Um leitor me mandou sua mensagem dizendo que um texto meu fez ele mudar de ideia sobre se m4tar.
Isso faz mais de dez anos. Me emocionei muito com o texto dele ,depois de ele ter se emocionado com um texto meu.
Olhando para isso hoje, mais velho, entendo melhor o quanto eu não tinha dimensão disso, desse impacto, da mudança de algo tão pesado nele, originada por algo escrito tão despretensiosamente por mim.
Tempos depois, um cara com quem eu estava saindo, comentou: “Eu não crio expectativas com você porque sei que você não quer relacionamento”. Perguntei de onde ele tirou isso. Ele respondeu que leu em um texto meu. Em um texto escrito dois anos antes desse nosso date.
Eu expliquei que eu não estava mais naquele momento, que mudei. Ele respondeu “ah tá, sei”. E aí eu mudei. Mudei de companhia. Trazendo para os dias de hoje, eu estava há semanas sem escrever e o motivo foi o impacto que outro texto teve em outra pessoa.
Dessa vez, a leitura serviu de “gatilho” - detesto esse termo. Prefiro dizer que o texto causou um trem na pessoa e fez ela passar a pensar em mil coisas (negativas) sobre a vida (dela).
Semanas depois do fervo que o assunto virou, eu não só confirmei o impacto que alguns dos meus textos têm, sim, sobre as pessoas, mas também passei a entender como eu não tenho controle sobre isso.
Eu até escrevo pensando em causar algo bom em alguém, mas, eu jamais escreveria planejando causar esse trem que não vou repetir a palavra tosca que comentei ali em cima.

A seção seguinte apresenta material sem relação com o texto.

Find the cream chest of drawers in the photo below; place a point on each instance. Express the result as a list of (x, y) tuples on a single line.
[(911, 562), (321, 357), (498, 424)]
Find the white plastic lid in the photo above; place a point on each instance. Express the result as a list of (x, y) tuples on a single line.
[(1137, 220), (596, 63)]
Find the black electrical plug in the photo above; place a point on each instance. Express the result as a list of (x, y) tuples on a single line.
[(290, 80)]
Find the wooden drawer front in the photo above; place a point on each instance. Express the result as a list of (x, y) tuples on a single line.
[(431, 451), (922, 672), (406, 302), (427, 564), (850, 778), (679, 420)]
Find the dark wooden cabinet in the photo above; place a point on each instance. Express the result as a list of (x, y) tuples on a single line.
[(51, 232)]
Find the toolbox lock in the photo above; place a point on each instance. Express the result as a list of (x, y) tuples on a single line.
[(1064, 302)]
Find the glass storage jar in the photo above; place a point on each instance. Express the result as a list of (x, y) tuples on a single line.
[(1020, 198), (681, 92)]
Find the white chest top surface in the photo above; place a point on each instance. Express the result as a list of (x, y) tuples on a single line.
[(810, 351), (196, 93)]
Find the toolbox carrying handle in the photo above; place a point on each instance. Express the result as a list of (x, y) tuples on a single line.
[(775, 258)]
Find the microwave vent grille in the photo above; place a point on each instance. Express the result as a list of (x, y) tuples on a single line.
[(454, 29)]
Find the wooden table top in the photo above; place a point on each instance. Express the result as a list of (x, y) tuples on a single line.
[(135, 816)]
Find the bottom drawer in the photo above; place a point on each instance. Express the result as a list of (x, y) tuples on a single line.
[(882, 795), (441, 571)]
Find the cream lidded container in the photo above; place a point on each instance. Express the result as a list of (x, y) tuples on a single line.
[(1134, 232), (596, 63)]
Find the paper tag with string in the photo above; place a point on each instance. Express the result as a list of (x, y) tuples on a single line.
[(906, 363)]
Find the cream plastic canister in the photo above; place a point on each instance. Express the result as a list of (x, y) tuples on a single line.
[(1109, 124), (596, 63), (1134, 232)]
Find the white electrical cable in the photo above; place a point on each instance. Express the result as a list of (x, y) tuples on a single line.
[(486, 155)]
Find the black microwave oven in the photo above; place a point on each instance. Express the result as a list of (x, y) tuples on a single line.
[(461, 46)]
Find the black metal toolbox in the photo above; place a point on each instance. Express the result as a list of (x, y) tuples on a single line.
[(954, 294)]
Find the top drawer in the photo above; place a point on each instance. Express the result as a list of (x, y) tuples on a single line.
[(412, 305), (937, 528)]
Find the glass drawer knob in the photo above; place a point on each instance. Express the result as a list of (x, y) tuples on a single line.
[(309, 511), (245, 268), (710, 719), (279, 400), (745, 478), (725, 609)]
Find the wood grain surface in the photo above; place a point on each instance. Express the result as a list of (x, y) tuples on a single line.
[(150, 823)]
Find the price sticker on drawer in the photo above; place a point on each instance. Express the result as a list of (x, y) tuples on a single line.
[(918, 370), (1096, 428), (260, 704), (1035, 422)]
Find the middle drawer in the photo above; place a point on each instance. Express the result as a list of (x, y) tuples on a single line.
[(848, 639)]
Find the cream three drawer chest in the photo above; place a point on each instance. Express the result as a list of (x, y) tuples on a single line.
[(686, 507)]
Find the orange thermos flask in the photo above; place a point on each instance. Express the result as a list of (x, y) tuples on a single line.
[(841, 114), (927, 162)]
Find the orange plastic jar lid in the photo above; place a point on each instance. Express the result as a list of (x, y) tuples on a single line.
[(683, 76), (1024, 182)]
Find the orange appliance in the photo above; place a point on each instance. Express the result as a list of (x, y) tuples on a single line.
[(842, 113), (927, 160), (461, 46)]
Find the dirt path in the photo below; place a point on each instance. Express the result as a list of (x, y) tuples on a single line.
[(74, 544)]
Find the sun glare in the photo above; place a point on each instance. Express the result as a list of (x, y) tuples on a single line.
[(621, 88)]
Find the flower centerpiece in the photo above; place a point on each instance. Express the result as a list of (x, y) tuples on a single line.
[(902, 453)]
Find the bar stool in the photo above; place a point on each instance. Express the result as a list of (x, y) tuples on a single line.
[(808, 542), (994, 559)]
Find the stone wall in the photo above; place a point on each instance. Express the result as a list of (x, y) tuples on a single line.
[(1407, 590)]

É preciso entender de uma vez por todas que aquilo que nos causa desconforto fala estritamente sobre a nossa percepção das coisas. Isso, claro, não isenta a falta de respeito, quando ela acontecesse.
Mas o impacto sobre a gente é, sim, por conta do peso que damos para aquilo.
Terceirizar a responsabilidade sobre os nossos sentimentos é o ápice da infantilização.
Tem algo que eu amo fazer, inclusive quando estou doente: me fazer perguntas.
Se algo me incomoda: por que isso está me incomodando assim?
Quando com febre e dor: o que eu preciso entender sobre estar nesse estado?
Gente. É surreal como a gente SEMPRE encontra a resposta em nós mesmos, geralmente confirmando como esse incômodo é sobre algo que diz respeito a nós mesmos, não ao outro.
Mas. Não basta fazer o exercício de olhar para si antes de culpar o texto. É preciso ter coragem para se encarar.
Que este texto te faça algum bem. Caso não, já sabe o que fazer.